Il entrera ensuite chez Accor en tant que RM junior pendant 1 an et demi pour un hôtel Ibis de 700 chambres, évoluera comme RM senior en s’occupant des données de deux hôtels à Montmartre (Ibis et Mercure), avant d’être missionné en 2018 pour encadrer une équipe de RM !

« Le Revenue management est un métier jeune, qui évolue rapidement, tous les 18 mois ça bouge. Il y a beaucoup de postes créés et de perspectives, et pour l’instant peu de gens formés en RM. »

Comme un éclairage sur les stratégies mises en place par les destinations, le RM est un sujet générateur de nombreux autres, qui passionnent Alliaume, comme :

« savoir si Booking est un partenaire ou un ennemi pour les hébergeurs : des discussions à bâtons rompus avec les étudiants, car nul besoin d’être expert, il suffit de se servir de son bon sens ». 

Depuis 5 ans, le professeur vacataire intervient pour Excelia au sein du Bachelor Management du Tourisme et de l’Hôtellerie, des promotions d’alternants, en binôme avec un autre enseignant maître de conférences pour la théorie. « Pour ma part je leur parle d’outils utilisés au quotidien, en ancrant les pratiques dans le réel, dans le concret » explique Alliaume, qui pose quelques jours de congés chez Accor pour venir enseigner à l’école « parce que c’est Excelia ! ». Plus tard, les étudiants n’hésitent pas à le recontacter.

« Je continue à les conseiller, je fais une sorte de « SAV ». J’ai un vrai plaisir à venir là et à transmettre. Transmettre c’est d’ailleurs ce que je fais tous les jours en RM : communication et pédagogie avec tous les services de l’hôtel. Je rends des tableaux Excel intelligibles à des gens qui ont des attentes variées. »  

Pour faire comprendre encore mieux à ses étudiants les enjeux du RM en hôtellerie sur des cas pratiques, Alliaume aurait envie de concevoir un business game dans lequel il s’agirait plus d’émulation que de compétition entre les groupes.  

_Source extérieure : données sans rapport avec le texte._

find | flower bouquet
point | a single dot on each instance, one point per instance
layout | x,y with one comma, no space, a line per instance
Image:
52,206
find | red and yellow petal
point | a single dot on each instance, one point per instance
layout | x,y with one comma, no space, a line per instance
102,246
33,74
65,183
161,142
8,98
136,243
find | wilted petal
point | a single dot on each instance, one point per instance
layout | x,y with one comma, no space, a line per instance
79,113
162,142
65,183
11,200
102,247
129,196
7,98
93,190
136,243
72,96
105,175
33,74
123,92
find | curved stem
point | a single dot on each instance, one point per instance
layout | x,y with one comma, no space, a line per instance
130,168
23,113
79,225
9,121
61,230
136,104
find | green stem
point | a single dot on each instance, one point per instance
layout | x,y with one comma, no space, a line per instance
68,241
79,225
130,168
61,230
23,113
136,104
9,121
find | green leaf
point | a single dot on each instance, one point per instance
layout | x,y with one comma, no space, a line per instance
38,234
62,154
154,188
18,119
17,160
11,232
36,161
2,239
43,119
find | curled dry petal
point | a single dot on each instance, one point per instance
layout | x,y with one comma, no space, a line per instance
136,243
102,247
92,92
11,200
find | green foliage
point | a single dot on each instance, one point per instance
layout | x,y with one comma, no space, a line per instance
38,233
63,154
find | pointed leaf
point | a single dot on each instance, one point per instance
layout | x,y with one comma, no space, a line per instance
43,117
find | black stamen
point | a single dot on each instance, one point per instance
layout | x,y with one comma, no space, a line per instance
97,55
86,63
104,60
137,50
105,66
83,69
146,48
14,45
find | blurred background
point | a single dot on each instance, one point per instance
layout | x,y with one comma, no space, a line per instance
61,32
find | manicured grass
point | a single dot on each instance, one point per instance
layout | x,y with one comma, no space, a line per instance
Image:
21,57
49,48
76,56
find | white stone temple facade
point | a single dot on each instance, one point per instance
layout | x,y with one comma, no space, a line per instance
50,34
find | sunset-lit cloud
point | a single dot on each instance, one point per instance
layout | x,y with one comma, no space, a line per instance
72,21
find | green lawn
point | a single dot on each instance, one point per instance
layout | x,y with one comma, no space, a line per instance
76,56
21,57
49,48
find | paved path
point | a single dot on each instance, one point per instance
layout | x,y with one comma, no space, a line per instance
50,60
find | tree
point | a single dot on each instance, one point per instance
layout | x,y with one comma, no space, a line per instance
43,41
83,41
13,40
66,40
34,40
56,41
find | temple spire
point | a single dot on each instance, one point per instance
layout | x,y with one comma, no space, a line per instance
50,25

Plaisir d’apprendre, plaisir d’enseigner : la transmission de savoir-faire et de savoir-être par des intervenants professionnels relève d’une volonté de mettre l’entreprise au cœur de la pédagogie. On peut imaginer qu’ayant été à bonne école, les étudiants en tourisme à leur tour mettront de la pédagogie dans les entreprises qu’ils intégreront… 


 

*Revenue management : RM, un principe d’analyse prédictive des données du marché.